Tomcat built-in concurrent limit solution!
You maybe don't know if but since years Tomcat provides a concurrent limit implementation. The implementation is based on a semaphore which will control the concurrency.
It has several configurations like:
- concurrency: the central configuration defining the max concurrent request you can accept.
- fairness: is the semaphore fair. If true the acquire call order will be respected when granting permissions, otherwise under contention you can release a request being entered after another one.
- block: should the waiting block to get the permissions (queueing the requests).
- interruptible: if blocking, should the permission acquiring be interruptible or should the semaphore acquire the permission anyway and then the thread be interrupted.
Here is a sample definition in server.xml:
<Valve className="org.apache.catalina.valves.SemaphoreValve"
concurrency="150" block="false" fairness="false" />
This configuration can be put anywhere valves are accepted so likely either on the host to control the whole instance or the context to control a single web application.
This will work fine and if you test with ab for instance you would get something like:
> ab -c 50 -n 1000 http://localhost:8080/test
This is ApacheBench, Version 2.3 <$Revision: 1706008 $>
Copyright 1996 Adam Twiss, Zeus Technology Ltd, http://www.zeustech.net/
Licensed to The Apache Software Foundation, http://www.apache.org/
Benchmarking localhost (be patient)
Completed 100 requests
Completed 200 requests
Completed 300 requests
Completed 400 requests
Completed 500 requests
Completed 600 requests
Completed 700 requests
Completed 800 requests
Completed 900 requests
Completed 1000 requests
Finished 1000 requests
Server Software:
Server Hostname: localhost
Server Port: 8080
Document Path: /test
Document Length: 2 bytes
Concurrency Level: 50
Time taken for tests: 0.547 seconds
Complete requests: 1000
Failed requests: 903
(Connect: 0, Receive: 0, Length: 903, Exceptions: 0)
Total transferred: 94716 bytes
HTML transferred: 194 bytes
Requests per second: 1826.98 [#/sec] (mean)
Time per request: 27.368 [ms] (mean)
Time per request: 0.547 [ms] (mean, across all concurrent requests)
Transfer rate: 168.99 [Kbytes/sec] received
Connection Times (ms)
min mean[+/-sd] median max
Connect: 0 1 0.6 0 3
Processing: 1 26 32.0 16 216
Waiting: 1 25 31.9 15 215
Total: 1 26 32.4 16 218
WARNING: The median and mean for the initial connection time are not within a normal deviation
These results are probably not that reliable.
Percentage of the requests served within a certain time (ms)
50% 16
66% 21
75% 25
80% 29
90% 54
95% 104
98% 149
99% 150
100% 218 (longest request)
The interesting part being:
Failed requests: 903
If I remove the valve I would get:
Failed requests: 0
So this works but it has 2 issues at the moment:
- the finest grain is the webapp, not a subcontext or some paths
- in case of an error you still get a HTTP 200
To solve that the valve is designed to be inherited and you get two smooth hooks for these two use cases:
public class MySemaphoreValve extends SemaphoreValve {
@Override
public boolean controlConcurrency(final Request request, final Response response) {
return request.getRequestURI().startsWith("/test");
}
@Override
public void permitDenied(final Request request, final Response response) throws IOException, ServletException {
response.sendError(HttpServletResponse.SC_PRECONDITION_FAILED);
}
}
- controlConcurrency allows us to match exactly the paths we want to limit. It also means adding N times this valve you can concurrent limit per endpoint or even combine global concurrent limit with endpoint concurrent limit. For example: global limit is 1000 but GET /api/user is 800 and POST /api/user is 500. This allows to give more space for high throughouput endpoints keeping a kind of safety limit on the overall instance.

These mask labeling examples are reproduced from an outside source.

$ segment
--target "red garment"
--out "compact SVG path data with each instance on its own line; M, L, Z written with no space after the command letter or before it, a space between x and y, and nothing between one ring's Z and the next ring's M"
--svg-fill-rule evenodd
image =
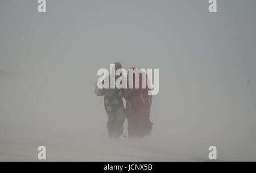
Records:
M133 68L135 69L135 68ZM145 74L143 72L144 74ZM128 133L130 138L141 138L150 135L152 130L152 123L150 121L150 108L152 96L148 94L148 87L142 88L142 75L139 77L139 88L134 88L135 74L134 74L134 89L126 89L125 98L126 100L126 115L128 120ZM144 75L146 79L147 75ZM127 82L129 86L129 81Z

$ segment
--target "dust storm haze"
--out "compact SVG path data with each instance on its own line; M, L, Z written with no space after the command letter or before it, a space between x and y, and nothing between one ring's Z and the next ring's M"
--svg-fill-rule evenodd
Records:
M0 161L256 161L256 1L0 2ZM159 69L152 136L109 141L100 68ZM127 122L125 134L127 135Z

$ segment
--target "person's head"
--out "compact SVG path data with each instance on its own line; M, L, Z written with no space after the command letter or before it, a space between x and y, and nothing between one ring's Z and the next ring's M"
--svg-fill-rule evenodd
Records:
M122 64L119 62L115 62L115 71L116 71L117 70L122 69Z

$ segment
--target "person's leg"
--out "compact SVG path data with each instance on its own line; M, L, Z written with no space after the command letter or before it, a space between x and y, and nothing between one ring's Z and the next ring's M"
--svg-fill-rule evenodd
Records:
M115 136L115 112L108 113L108 130L109 132L109 137L112 138Z
M121 108L117 111L116 115L116 122L115 122L115 130L116 130L116 137L118 137L123 132L123 123L125 122L126 119L125 113L125 108Z

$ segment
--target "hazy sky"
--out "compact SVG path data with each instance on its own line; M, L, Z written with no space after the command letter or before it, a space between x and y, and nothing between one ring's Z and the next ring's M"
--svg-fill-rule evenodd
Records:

- the permitDenied hook gives you the opportunity to change the response (status for us there) before the valve exists when a limit is reached. In our case we just set a HTTP 412 to show it was not a valid execution (HTTP 200 would be quite misleading for the client).

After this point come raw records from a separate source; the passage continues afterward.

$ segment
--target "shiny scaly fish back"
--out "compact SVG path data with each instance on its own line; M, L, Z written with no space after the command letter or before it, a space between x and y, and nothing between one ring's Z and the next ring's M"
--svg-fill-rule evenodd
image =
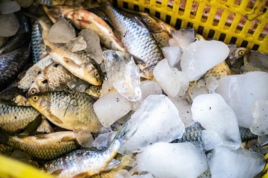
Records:
M123 125L108 147L101 150L87 148L75 151L45 164L43 168L51 173L59 172L60 177L87 177L104 170L120 166L120 162L113 158L122 145L135 133L128 133L127 124Z
M0 129L0 143L45 160L58 158L80 147L72 131L25 136L11 136Z
M40 114L31 106L0 103L0 127L9 132L23 129Z
M164 58L155 39L146 28L115 9L106 0L103 2L104 11L110 18L114 29L119 32L120 38L118 38L130 53L145 63L144 66L140 67L146 78L152 80L153 68Z
M102 127L93 109L90 96L72 91L40 93L28 98L30 104L57 126L69 130L86 127L98 132Z

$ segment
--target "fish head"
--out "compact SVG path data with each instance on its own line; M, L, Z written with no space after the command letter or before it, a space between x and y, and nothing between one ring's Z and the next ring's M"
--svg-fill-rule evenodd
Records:
M86 81L94 85L101 85L101 76L95 65L87 63L82 65L82 66L84 70L84 76Z
M47 93L35 95L27 98L31 105L41 112L49 109L50 99L50 95Z

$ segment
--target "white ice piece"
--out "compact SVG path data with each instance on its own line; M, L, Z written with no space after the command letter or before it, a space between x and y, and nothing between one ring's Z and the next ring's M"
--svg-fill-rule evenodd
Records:
M224 61L228 46L219 41L199 41L191 44L181 58L181 71L190 81L197 80L209 70Z
M207 94L194 99L193 119L205 129L216 132L222 146L236 149L241 145L238 124L234 113L219 94Z
M268 100L268 73L255 71L224 77L215 91L233 109L240 126L249 128L252 122L251 109L258 100Z

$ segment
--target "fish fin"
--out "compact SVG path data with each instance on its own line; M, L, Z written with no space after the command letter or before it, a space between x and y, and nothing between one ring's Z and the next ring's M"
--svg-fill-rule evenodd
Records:
M61 142L68 142L71 141L75 140L76 140L76 139L75 137L67 136L62 137L60 141Z
M59 174L60 174L60 173L62 172L63 170L63 169L58 169L54 172L52 172L50 174L55 176L58 176L59 175Z
M113 159L107 165L104 171L110 171L117 168L121 165L121 162L115 159Z
M72 177L72 178L86 178L88 177L91 176L91 175L89 173L89 172L84 172L76 174Z
M66 57L63 57L63 60L65 64L67 64L70 65L73 65L75 67L78 67L78 68L81 68L81 66L76 64L75 62L73 61Z

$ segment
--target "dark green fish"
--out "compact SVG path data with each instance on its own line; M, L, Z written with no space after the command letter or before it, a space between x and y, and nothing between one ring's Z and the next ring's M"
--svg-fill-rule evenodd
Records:
M0 54L10 52L19 48L30 38L27 18L21 11L15 12L15 14L19 19L19 28L17 33L5 43L3 47L0 48Z
M0 91L17 77L27 63L30 50L26 45L0 55Z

Now we set a HTTP 412 on a concurrent limited request we'll get this additional output with ab:
Non-2xx responses: 535
So globally this valves gives you the opportunity to keep the control of your instance and avoid to accept too much requests in a smooth manner. Note however there is one pitfall using that implementation: if you rely a lot of AsyncContext (servlet asynchronism), directly or transitively (though JAX-RS @Suspended for instance) then you would just limit the creation of asynchronous requests and not the request themself which would need to use your own semaphore (though a filter supporting asynchronism wrapping the AsyncContext for instance).